Up until a year ago, my kids lived on cereal and milk. They ate it at least 2x a day, often 3. As of a month ago, we hadn’t found a clean swap for that that was enjoyed and easy to make.
However, this granola recipe has brought “cereal” back into my kiddos lives again and they are thrilled! It definitely is not a multiple times a day or even really every day food anymore, as their food horizons have broadened greatly (hallelujah!), but a nice option for fast mornings or an afternoon snack.
I love the flexibility of this recipe! You basically need 7 1/2 cups of base ingredients – whatever combination of nuts, seeds, unsweetened coconut, raisins that fits your family’s tastes and budget. Below is how it usually looks for us (5 1/2 cups nuts, 1 cup coconut flakes, and 1 cup seeds), but if you want to use 1 cup of raisins, swap that out and use 1 cup less of nuts.

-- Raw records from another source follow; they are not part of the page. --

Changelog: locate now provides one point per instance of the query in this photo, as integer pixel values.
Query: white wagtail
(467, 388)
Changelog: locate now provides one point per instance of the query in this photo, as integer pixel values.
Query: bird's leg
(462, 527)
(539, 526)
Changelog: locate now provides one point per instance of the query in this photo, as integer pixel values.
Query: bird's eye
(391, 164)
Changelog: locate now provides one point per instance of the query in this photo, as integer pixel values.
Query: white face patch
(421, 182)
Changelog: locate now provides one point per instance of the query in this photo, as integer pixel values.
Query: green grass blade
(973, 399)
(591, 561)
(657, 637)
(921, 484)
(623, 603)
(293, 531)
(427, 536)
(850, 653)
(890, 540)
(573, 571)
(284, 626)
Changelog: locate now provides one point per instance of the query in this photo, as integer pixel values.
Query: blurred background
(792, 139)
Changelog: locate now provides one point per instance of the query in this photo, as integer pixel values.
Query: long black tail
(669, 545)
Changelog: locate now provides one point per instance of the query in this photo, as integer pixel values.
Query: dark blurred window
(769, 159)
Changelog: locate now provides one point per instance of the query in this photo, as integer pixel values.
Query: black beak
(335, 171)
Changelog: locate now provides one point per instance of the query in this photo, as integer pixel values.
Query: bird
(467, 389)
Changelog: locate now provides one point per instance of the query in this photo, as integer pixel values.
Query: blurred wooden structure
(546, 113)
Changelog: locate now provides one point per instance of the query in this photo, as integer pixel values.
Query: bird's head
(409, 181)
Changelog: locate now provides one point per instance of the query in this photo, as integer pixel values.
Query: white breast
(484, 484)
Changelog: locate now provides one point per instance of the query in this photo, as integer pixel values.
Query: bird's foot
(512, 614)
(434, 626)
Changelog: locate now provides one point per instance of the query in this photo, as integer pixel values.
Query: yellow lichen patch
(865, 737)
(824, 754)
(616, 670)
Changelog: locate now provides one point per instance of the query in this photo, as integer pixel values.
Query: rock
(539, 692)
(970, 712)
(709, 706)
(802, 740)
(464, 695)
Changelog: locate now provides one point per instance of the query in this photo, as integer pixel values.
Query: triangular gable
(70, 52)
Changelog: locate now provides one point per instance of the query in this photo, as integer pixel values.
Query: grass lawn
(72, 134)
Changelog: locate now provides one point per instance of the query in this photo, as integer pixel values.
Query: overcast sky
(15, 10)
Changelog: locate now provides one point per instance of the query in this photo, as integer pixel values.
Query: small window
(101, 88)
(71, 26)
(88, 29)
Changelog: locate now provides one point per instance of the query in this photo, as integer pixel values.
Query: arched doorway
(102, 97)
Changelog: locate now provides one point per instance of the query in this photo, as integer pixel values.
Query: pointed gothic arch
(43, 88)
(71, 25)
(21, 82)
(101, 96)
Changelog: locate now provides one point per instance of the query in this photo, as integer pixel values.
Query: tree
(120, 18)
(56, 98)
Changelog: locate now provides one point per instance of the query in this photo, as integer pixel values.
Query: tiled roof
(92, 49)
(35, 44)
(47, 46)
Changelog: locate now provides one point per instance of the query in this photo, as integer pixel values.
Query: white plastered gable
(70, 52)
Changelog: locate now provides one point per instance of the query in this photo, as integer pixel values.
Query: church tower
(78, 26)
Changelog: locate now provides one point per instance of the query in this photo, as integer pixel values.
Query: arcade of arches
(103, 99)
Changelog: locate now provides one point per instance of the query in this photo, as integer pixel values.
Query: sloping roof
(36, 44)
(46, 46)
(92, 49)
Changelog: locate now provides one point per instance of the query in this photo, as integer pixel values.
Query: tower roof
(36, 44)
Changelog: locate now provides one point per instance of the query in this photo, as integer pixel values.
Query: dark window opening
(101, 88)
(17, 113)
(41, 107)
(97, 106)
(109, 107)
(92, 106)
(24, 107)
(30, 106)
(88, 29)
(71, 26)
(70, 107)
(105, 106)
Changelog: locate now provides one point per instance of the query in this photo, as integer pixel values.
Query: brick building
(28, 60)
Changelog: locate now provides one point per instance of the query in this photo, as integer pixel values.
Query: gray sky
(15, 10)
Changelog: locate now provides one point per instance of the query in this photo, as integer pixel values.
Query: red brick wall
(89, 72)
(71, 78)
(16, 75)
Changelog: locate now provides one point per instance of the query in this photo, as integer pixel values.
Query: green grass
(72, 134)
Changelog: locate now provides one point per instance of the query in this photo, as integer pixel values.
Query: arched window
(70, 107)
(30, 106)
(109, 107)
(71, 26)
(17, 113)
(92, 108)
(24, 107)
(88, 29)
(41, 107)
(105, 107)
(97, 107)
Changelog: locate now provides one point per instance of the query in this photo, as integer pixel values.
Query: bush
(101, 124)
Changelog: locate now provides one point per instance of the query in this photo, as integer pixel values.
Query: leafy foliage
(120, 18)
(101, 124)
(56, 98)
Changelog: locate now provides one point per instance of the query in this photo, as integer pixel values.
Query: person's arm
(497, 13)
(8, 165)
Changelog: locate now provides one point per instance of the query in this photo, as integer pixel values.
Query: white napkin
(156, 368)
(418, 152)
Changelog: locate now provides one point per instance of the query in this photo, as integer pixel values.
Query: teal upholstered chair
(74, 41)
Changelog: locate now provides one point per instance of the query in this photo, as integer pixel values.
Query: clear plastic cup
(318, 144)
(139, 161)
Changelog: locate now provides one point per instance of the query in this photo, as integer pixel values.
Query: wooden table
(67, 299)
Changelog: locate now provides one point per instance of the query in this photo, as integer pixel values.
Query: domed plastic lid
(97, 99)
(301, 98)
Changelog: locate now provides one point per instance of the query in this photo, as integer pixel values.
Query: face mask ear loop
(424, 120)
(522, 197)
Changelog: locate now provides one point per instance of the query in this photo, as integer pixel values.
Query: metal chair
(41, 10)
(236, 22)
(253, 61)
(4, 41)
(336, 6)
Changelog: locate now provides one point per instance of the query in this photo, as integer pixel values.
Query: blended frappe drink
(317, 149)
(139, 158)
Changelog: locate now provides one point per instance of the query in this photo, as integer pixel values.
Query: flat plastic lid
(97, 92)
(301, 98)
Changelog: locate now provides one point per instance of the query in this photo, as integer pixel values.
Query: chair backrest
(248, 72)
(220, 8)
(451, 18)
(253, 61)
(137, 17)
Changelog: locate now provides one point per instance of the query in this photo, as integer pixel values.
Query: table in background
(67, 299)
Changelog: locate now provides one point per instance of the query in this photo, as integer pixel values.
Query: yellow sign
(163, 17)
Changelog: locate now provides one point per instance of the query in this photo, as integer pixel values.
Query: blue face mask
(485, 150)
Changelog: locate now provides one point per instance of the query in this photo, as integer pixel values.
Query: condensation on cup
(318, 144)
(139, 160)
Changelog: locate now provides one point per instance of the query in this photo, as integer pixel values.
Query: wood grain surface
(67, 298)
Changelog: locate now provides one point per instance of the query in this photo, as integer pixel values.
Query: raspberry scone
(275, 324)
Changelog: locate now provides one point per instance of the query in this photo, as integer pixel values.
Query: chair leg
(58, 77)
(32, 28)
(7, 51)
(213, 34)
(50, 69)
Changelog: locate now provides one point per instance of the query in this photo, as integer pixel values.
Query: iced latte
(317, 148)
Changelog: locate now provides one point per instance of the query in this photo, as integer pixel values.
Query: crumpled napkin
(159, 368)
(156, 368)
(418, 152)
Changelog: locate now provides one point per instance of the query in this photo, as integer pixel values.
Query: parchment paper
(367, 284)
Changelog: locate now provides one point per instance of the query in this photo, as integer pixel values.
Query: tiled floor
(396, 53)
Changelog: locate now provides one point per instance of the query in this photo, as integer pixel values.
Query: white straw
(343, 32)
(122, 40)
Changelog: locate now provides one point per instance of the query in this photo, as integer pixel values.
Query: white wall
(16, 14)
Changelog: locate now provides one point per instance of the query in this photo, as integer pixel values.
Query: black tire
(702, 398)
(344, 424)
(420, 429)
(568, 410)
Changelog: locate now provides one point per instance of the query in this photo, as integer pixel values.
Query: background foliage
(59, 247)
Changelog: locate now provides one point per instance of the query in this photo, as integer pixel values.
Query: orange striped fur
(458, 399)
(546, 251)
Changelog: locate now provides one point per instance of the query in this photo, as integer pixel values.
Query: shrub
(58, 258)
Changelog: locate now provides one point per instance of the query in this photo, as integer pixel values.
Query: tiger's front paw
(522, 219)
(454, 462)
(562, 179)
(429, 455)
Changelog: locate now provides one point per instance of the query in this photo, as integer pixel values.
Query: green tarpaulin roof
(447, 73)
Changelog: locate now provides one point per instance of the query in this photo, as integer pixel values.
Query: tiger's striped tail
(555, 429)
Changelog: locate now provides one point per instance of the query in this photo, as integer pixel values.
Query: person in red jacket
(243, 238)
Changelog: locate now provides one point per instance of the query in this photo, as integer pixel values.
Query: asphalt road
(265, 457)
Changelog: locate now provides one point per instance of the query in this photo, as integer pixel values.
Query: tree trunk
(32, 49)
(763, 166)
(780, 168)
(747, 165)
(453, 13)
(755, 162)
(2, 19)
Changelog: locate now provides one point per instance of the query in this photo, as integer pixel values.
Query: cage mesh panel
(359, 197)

For the nuts, I usually use a combination of almonds, walnuts, cashews, or pecans. Sometimes, TBH, it’s just a clean out of what we have in the pantry! Try to get different textures of nuts (slivered, chopped, whole) if you are not doing the optional food processor chopping of the nuts.
- 5 1/2 c chopped raw nuts*
- 1 c unsweetened coconut flakes
- 1/2 c raw sunflower seeds
- 1/2 c raw pumpkin seeds
- 2 teaspoons ground cinnamon
- 1/2 teaspoon ground nutmeg
- 6 tablespoons melted ghee or coconut oil
- 1/2 cup honey or maple syrup we like the milder flavor of half of each (1/4 cup maple syrup, 1/4 cup honey)
- 2 teaspoons vanilla
- 1/4 teaspoon salt omit if any of your nuts were salted
Preheat oven to 250 degrees and line a large baking sheet with parchment paper.
Mix all dry ingredients, including nuts, in a large bowl. Set aside. **Optional - if you want a less chunky consistency, then pulse your nuts in the food processor a little bit until they are smaller more consistent size chunks (how my kids like it).
Combine honey and ghee in a small saucepan over low heat. Once warm and combined, remove from heat and add vanilla. Then add the wet ingredients and mix well.
Spread the mixture onto the prepared pan, spreading evenly. Bake for 75 minutes. Note: the granola will become crisp as it cools - let cool before breaking apart
*Can substitute 7 1/2 cups chopped nuts and seeds in any combination for the 5 1/2 cups chopped nuts + coconut flakes + seeds. Mix and match to what you have on hands, for any allergies/sensitivities, and what fits your family's budget!